Query Performance SQL vs Spark
21 May 2017
- Install AdventureWorks2014 database in local sql server
- Create the slow running script to compare query performance
- Come up with how to measure the execution time for querying
- Query the script in SSMS & Export the reulst as the file .csv
SET STATISTICS TIME ON
SELECT TOP 10000000
th.*
FROM Production.TransactionHistory th
JOIN Production.TransactionHistoryArchive tha ON th.Quantity = tha.Quantity
SET STATISTICS TIME OFF
(10000000 row(s) affected)
SQL Server Execution Times:
*CPU time = 3813 ms, elapsed time = 99440 ms.*
- Query the script in pyspark (standalone) by submitting a job & Export the result as the file .csv
from pyspark import SparkConf, SparkContext, SQLContext
import time
conf = SparkConf().setMaster("local").setAppName("TestingSqlQuery")
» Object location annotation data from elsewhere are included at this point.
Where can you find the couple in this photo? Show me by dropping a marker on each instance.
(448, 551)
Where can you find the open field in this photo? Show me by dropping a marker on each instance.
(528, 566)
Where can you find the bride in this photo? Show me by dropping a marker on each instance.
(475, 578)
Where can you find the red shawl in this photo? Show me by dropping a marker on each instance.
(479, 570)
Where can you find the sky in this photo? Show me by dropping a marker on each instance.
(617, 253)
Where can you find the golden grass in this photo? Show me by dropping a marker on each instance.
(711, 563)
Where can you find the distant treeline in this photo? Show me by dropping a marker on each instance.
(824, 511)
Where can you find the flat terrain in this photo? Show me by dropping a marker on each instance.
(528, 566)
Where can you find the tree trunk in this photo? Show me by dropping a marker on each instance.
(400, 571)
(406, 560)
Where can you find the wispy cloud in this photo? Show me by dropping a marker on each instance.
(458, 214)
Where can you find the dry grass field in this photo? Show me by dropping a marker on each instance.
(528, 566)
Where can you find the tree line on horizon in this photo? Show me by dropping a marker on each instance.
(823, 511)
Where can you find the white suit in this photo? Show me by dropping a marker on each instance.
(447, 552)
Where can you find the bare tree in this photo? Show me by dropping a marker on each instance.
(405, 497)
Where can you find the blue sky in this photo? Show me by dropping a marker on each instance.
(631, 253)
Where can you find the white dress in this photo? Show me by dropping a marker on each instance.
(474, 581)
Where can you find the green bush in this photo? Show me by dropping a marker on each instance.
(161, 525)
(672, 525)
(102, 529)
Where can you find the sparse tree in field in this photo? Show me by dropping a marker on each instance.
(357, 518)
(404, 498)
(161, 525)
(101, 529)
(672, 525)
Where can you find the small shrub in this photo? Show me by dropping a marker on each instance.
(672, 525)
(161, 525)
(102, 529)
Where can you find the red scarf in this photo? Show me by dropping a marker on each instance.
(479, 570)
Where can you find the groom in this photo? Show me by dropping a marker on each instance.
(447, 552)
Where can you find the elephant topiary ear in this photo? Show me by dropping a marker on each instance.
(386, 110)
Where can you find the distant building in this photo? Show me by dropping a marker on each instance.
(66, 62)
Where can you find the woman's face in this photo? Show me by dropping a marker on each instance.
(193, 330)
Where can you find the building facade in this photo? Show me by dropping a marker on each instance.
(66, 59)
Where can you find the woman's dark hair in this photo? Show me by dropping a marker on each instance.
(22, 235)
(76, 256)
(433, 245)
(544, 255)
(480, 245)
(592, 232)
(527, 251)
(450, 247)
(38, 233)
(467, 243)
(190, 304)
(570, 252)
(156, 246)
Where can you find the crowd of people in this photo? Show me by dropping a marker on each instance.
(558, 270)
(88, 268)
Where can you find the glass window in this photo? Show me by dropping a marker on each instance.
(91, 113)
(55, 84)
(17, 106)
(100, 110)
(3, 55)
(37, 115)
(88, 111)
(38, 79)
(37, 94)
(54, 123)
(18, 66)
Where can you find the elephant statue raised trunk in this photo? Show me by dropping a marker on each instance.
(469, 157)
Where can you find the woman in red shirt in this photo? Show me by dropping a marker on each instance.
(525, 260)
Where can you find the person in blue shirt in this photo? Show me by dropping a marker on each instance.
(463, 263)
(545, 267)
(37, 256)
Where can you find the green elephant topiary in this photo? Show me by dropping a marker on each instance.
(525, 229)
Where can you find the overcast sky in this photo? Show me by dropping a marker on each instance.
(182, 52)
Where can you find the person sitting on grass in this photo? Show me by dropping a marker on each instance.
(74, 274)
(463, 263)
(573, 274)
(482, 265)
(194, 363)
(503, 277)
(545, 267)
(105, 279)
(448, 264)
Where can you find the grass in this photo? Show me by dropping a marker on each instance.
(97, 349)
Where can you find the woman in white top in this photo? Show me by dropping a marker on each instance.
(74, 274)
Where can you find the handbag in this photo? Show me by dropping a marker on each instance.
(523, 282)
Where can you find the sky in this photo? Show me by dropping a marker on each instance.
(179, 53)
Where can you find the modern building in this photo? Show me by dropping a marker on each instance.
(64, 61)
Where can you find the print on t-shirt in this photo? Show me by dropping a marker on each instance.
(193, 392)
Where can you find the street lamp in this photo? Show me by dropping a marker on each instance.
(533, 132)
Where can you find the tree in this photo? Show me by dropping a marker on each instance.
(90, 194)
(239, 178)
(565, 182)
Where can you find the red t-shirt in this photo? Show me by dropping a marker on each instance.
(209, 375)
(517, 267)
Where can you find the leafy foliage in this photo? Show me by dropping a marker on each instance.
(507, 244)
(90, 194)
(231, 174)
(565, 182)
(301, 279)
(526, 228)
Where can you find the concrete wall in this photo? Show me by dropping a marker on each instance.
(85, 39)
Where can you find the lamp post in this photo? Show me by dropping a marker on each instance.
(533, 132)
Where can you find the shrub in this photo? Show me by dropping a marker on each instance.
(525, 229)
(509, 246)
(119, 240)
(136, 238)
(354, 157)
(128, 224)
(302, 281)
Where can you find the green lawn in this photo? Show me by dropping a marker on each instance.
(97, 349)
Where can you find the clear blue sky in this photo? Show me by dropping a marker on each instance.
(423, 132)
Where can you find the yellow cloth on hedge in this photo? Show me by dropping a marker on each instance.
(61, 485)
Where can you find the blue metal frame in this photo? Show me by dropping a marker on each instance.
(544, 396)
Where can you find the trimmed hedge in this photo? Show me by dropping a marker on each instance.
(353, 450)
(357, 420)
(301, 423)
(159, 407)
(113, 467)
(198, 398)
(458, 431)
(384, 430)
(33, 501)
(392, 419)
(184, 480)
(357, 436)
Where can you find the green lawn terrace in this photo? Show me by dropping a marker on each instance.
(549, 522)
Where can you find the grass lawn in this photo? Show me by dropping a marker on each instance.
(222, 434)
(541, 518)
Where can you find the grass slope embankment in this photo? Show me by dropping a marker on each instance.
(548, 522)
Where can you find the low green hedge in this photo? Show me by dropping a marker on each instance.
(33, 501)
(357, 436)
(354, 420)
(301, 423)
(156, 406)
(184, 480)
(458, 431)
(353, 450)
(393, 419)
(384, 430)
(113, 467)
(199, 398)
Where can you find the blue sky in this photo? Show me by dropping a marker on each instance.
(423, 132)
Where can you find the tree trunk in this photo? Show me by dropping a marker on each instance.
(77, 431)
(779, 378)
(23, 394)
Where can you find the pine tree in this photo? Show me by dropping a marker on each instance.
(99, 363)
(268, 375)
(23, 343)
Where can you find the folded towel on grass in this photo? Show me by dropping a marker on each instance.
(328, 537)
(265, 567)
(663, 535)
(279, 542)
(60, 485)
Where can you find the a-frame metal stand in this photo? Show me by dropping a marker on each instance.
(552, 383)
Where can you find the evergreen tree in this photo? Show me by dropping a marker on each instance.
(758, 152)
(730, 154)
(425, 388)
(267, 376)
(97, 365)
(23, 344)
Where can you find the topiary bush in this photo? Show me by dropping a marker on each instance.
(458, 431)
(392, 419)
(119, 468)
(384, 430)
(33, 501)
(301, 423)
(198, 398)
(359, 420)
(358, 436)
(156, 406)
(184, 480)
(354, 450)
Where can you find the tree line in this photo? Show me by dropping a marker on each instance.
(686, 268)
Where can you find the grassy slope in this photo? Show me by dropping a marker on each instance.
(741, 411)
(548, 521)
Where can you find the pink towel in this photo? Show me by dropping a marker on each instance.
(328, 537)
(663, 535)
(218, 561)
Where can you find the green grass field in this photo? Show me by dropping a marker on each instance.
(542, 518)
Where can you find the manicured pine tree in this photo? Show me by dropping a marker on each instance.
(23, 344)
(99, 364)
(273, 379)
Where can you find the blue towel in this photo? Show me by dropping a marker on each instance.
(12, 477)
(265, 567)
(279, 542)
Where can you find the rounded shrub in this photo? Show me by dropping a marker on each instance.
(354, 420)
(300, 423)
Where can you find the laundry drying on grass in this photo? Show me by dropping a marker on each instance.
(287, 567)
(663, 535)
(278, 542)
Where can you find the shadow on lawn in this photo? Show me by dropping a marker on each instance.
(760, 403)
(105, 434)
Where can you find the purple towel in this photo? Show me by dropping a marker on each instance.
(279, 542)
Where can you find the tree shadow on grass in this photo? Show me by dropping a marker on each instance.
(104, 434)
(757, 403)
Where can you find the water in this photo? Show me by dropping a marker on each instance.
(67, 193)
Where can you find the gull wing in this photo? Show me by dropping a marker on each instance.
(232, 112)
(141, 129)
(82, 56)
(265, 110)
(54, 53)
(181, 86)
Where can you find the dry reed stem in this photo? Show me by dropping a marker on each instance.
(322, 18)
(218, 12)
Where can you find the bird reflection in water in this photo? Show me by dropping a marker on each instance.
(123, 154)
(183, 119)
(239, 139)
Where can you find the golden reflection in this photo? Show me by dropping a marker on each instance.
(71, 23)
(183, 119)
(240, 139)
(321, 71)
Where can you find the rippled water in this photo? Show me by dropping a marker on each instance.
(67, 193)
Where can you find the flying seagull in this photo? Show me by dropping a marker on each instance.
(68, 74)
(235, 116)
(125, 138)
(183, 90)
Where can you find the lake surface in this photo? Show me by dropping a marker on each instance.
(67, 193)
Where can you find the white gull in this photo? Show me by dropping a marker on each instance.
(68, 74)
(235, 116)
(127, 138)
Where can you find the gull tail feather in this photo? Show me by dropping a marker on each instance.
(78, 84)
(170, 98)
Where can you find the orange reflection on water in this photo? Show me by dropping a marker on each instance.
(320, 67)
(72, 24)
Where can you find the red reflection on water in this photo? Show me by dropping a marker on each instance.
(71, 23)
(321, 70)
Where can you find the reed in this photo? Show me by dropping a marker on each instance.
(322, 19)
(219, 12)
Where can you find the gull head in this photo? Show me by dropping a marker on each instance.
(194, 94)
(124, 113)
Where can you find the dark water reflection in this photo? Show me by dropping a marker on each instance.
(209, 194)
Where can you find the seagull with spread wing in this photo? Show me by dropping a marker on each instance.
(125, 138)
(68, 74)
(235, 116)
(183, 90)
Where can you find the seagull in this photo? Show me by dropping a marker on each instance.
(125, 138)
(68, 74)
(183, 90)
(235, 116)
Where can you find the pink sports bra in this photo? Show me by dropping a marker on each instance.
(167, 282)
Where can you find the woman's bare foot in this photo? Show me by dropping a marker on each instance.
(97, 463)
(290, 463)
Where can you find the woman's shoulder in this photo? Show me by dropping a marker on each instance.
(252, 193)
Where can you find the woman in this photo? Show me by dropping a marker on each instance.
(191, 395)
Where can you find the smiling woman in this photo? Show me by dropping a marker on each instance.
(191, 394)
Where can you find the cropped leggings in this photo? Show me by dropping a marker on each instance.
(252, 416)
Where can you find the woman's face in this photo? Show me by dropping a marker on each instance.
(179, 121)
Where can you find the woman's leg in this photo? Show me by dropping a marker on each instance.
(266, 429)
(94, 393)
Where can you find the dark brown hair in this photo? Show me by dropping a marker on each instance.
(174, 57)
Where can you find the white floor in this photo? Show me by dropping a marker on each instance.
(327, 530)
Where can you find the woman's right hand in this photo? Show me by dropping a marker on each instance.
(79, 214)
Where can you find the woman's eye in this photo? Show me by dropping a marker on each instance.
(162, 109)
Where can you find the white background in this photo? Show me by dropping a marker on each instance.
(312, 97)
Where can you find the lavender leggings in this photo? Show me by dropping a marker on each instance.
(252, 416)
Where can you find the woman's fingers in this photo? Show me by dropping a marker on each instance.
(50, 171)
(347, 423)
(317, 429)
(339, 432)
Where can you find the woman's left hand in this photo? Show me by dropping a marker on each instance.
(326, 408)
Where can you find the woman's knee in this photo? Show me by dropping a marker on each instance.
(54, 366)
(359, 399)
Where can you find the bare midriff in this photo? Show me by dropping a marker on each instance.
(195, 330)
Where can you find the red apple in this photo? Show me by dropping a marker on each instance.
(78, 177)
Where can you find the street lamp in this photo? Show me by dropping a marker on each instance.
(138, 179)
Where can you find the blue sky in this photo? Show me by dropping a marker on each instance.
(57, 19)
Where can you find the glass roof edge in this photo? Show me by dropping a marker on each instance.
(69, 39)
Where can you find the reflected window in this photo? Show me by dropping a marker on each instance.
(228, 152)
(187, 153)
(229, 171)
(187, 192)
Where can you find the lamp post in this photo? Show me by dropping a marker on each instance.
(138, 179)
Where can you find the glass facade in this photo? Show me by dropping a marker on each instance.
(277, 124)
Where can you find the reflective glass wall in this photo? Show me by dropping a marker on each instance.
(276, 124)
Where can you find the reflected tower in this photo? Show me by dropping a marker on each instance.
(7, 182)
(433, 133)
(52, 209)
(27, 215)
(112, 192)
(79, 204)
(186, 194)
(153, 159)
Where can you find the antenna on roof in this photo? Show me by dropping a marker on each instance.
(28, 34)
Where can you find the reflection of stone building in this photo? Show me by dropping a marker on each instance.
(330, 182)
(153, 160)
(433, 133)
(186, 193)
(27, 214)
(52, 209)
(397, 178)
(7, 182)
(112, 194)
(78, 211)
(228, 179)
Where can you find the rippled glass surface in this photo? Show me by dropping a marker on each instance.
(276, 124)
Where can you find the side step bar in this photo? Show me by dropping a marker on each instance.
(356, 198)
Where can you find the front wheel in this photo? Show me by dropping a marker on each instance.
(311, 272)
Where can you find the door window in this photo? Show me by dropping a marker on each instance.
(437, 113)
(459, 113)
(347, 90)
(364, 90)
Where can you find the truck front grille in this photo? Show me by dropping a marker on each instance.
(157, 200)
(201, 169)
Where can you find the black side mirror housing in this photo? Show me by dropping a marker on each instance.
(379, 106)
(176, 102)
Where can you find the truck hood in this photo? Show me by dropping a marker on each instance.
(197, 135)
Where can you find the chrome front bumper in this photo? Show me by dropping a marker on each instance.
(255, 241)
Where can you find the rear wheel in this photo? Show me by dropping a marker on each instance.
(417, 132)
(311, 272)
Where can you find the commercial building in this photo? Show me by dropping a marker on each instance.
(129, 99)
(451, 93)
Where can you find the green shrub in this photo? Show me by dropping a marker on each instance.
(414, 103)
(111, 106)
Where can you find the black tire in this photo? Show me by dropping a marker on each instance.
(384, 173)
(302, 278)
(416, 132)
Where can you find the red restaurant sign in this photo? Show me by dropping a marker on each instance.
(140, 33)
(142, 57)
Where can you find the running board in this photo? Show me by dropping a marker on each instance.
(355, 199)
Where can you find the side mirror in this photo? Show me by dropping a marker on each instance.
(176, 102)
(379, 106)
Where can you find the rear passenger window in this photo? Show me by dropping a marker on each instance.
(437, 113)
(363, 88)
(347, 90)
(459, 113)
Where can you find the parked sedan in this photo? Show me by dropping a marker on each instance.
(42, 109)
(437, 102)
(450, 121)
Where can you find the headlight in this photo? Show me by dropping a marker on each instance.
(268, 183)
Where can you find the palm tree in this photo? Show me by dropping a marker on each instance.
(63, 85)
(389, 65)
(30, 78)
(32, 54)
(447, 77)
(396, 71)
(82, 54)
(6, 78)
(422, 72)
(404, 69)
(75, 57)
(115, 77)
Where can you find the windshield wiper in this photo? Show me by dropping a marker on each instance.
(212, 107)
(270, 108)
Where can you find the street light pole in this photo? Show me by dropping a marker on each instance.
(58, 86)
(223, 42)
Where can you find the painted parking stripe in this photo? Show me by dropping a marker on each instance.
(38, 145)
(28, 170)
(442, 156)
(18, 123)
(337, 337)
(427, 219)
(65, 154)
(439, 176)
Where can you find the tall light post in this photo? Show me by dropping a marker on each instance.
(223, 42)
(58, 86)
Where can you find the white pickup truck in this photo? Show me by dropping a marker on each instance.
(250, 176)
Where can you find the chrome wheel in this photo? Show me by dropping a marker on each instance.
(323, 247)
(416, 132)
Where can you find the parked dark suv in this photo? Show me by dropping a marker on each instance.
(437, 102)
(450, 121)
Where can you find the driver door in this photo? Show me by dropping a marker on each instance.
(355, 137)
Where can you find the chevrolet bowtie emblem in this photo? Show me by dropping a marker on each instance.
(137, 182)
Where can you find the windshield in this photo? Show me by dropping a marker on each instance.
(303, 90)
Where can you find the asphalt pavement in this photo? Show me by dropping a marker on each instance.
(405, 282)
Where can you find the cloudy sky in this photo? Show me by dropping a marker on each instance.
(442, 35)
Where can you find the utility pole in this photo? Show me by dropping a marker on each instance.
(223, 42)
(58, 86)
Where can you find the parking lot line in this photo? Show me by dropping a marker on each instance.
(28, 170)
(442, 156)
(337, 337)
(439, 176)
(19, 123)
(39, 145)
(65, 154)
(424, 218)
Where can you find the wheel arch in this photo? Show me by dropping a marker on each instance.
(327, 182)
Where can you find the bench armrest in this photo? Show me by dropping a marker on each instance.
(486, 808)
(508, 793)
sc = SparkContext(conf = conf)
query = """(
SELECT TOP 10000000
th.*
FROM Production.TransactionHistory th
JOIN Production.TransactionHistoryArchive tha ON th.Quantity = tha.Quantity
) as Alias"""
sqlContext = SQLContext(sc)
start = time.time()
df = sqlContext.read.format("jdbc").options(
url="jdbc:sqlserver://localhost;databasename=AdventureWorks2014;integratedSecurity=true;",
driver="com.microsoft.sqlserver.jdbc.SQLServerDriver",
dbtable=query,
numPartitions=4).load()
df.write.csv('testing-sql-query-result.csv')
end = time.time()
print str(end-start) + ' seconds'
PS C:\users\yohan\documents\spark> spark-submit testing-sql-query.py
17/05/22 22:06:11 WARN NativeCodeLoader: Unable to load native-hadoop library for your platform... using builtin-java classes where applicable
*59.2020001411 seconds*